Winners announced in Second Studio Arts Juried Art Competition
Donatello 21: five studios showcasing this semester’s truly exceptional student artwork, including paintings, photography, drawings, sculpture, art on fabric, and jewelry. During the end-of-the-semester exhibition, the jury faced the tough task of choosing one winning piece for the SUF Studio Arts Purchase Prize Award—and failed. In the end, they felt compelled to choose the work of two students: photography by Jisoo Ha, Parsons School of Design, and a painting triptych by Erin Mallea, Loyola Marymount University.
The jury was made up of Paula Bortolotti, Art Critic and Curator, Valentina Gensini, Freelance Curator; and Reagan Wheat, Director-On-Site, Washington University. Nick Kraczyna, STA Coordinator, announced with pride that the work exhibited this semester really put the jury members in a difficult position: “The two winners were chosen out of thirteen semi-finalists. It was impossible to select only one winner.”
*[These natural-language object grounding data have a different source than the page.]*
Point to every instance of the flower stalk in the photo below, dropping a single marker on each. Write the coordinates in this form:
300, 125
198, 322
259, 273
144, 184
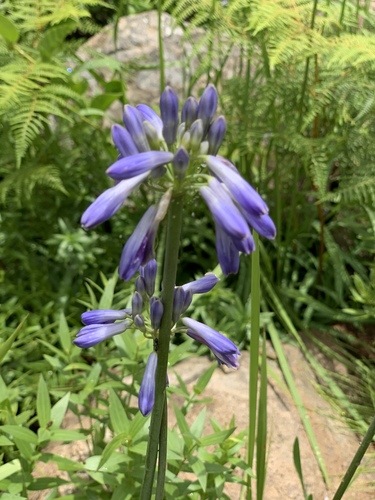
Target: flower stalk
174, 224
Jisoo Ha’s photography focuses on unexpected parts of a whole. It is saturated with rich, jewel tones, giving it a surrealistic edge. SUF photography professor Stefania Talini,had this to say about Ha: “Though Jisoo is a beginner, her work shows a rare awareness in the use of space, color and composition. Her subjects are never conventional and her images go beyond "reality." Jisoo is not interested in descriptive or documentary photography; rather, she creates strong images by observing every day objects and finding in them new shapes, color and meaning.”
Mallea’s winning triptych is a reflection of her curiosity about how age, time, and distance shape an object and it’s relationship to an individual—is it relic or artifact? Perhaps both? What exactly gives ‘aura’ to an object? Mallea began putting together different objects, observing how each was transformed according to its relationship to both the viewer and another object. The triptych is a result of this process. Added Mallea, “I painted a picture within a picture in order to alter the representation of an object and connote a level of documented history and separation.”
SUF art professor Kirsten Stromberg said "In the work Is There Magic? Erin explores a delicate balance between understanding the tradition of painting and using it to pose contemporary philosophical questions on the constructions of representation, illusion and language. Working with elements pertinent to Italian history and culture—the debate between relic and artifact, the sacred and the profane—Is There Magic? points to space between things and the complex relationship of how we construct and question the world around us."
Jisoo Ha and Erin Mallea will share the STA merit prize.